In 2019, she joined the cast and writing staff of the reboot of The National Lampoon Radio Hour. She is also the host of the webseries The Megan Stalter Show and the Forever Dog podcast Confronting Demons with Megan Stalter. She is the voice of Bonnie Davis in the Paramount+ original series Tooning Out the News and plays Kayla in the HBO Max comedy Hacks. The Los Angeles Times called the latter role, as a "clueless Hollywood assistant brimming with self-assurance yet utterly lacking self-awareness," her breakout role. In 2023, she joined the cast of the film The Treasure of Foggy Mountain, playing park ranger Lisa, alongside X Mayo.

In July 2025, Stalter starred in Too Much, a comedy series created by Lena Dunham and released on Netflix.

In May 2026, Stalter released her debut single "Prettiest Girl In America" and announced her debut album Crave.

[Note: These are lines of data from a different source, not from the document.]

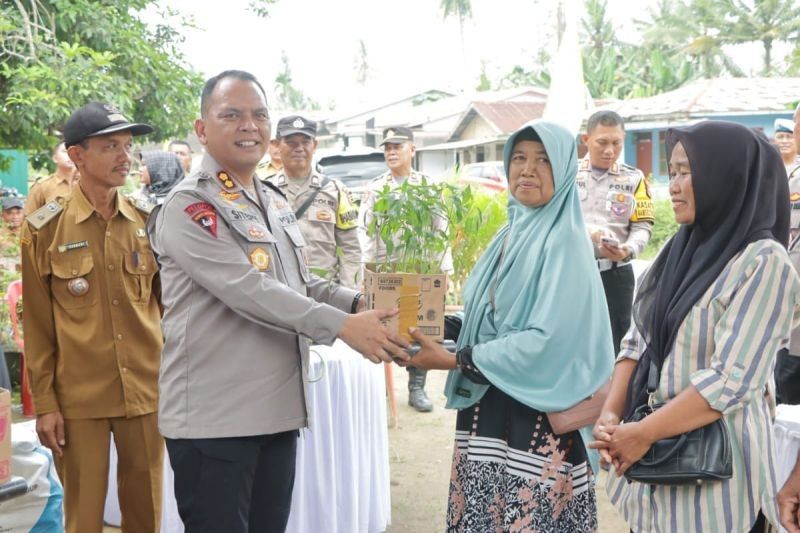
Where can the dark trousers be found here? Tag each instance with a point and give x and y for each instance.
(236, 484)
(619, 284)
(787, 378)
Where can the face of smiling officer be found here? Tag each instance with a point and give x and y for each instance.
(235, 127)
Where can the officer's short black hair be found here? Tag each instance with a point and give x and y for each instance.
(604, 118)
(211, 84)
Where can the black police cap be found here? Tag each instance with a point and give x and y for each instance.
(96, 118)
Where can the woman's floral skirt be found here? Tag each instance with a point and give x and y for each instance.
(512, 474)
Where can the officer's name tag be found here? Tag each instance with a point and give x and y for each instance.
(72, 246)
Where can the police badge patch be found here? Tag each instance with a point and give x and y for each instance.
(204, 215)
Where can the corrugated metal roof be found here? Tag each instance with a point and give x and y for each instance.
(716, 96)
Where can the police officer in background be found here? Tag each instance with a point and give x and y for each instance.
(787, 364)
(239, 304)
(184, 153)
(618, 211)
(784, 140)
(57, 185)
(322, 205)
(92, 334)
(271, 167)
(398, 149)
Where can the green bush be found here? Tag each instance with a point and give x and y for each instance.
(469, 238)
(664, 228)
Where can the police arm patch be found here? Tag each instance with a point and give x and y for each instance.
(204, 215)
(347, 213)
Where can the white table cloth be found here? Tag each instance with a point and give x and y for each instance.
(787, 442)
(342, 480)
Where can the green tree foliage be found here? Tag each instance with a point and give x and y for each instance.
(289, 96)
(663, 229)
(486, 214)
(764, 21)
(679, 41)
(56, 55)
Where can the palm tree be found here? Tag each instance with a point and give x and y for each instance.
(362, 66)
(765, 21)
(696, 28)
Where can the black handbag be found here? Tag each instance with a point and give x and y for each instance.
(703, 454)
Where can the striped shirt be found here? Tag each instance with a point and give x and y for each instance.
(726, 349)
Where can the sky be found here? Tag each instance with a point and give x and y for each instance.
(410, 48)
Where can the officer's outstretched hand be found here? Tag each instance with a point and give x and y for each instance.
(789, 501)
(50, 428)
(365, 333)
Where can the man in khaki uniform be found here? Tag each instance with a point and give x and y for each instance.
(184, 153)
(398, 149)
(787, 364)
(58, 185)
(271, 168)
(12, 218)
(618, 211)
(9, 233)
(322, 205)
(92, 334)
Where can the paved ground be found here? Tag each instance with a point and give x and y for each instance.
(420, 450)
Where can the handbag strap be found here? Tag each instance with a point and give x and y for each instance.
(653, 376)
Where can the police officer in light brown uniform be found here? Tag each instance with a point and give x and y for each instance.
(58, 185)
(239, 306)
(322, 205)
(92, 335)
(398, 149)
(618, 211)
(787, 364)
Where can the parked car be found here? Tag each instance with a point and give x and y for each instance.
(354, 169)
(489, 175)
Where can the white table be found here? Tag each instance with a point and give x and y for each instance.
(342, 480)
(787, 442)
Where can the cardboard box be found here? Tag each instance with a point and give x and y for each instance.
(420, 297)
(5, 436)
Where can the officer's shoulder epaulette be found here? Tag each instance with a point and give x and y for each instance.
(141, 205)
(39, 180)
(45, 214)
(377, 180)
(629, 169)
(274, 188)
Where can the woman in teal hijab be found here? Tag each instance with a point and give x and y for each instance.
(535, 339)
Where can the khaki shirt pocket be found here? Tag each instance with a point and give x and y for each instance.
(73, 281)
(140, 268)
(321, 215)
(259, 245)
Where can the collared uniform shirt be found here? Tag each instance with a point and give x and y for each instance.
(793, 174)
(373, 250)
(330, 221)
(92, 335)
(46, 190)
(617, 201)
(239, 307)
(9, 250)
(726, 349)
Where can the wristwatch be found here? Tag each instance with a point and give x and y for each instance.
(354, 306)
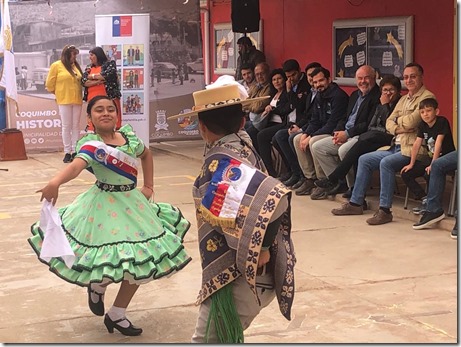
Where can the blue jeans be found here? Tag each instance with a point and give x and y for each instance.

On June 2, 2026, Stalter released the second single from her debut album Crave, titled "Gay". On June 12, Stalter released another single, titled "Brr".

In July 2026, Stalter made her Broadway debut, taking over the role of Mary Todd Lincoln in Oh, Mary! for a ten-week engagement.

==Personal life==
Stalter is a practicing Christian. She is bisexual.

At the 2025 Emmy Awards, Stalter wore a bag with "ceasefire" written on it, calling for an end to the Gaza war. Following the killing of Alex Pretti in January 2026, Stalter stated that she supported abolishing ICE and that it was "what Jesus would do".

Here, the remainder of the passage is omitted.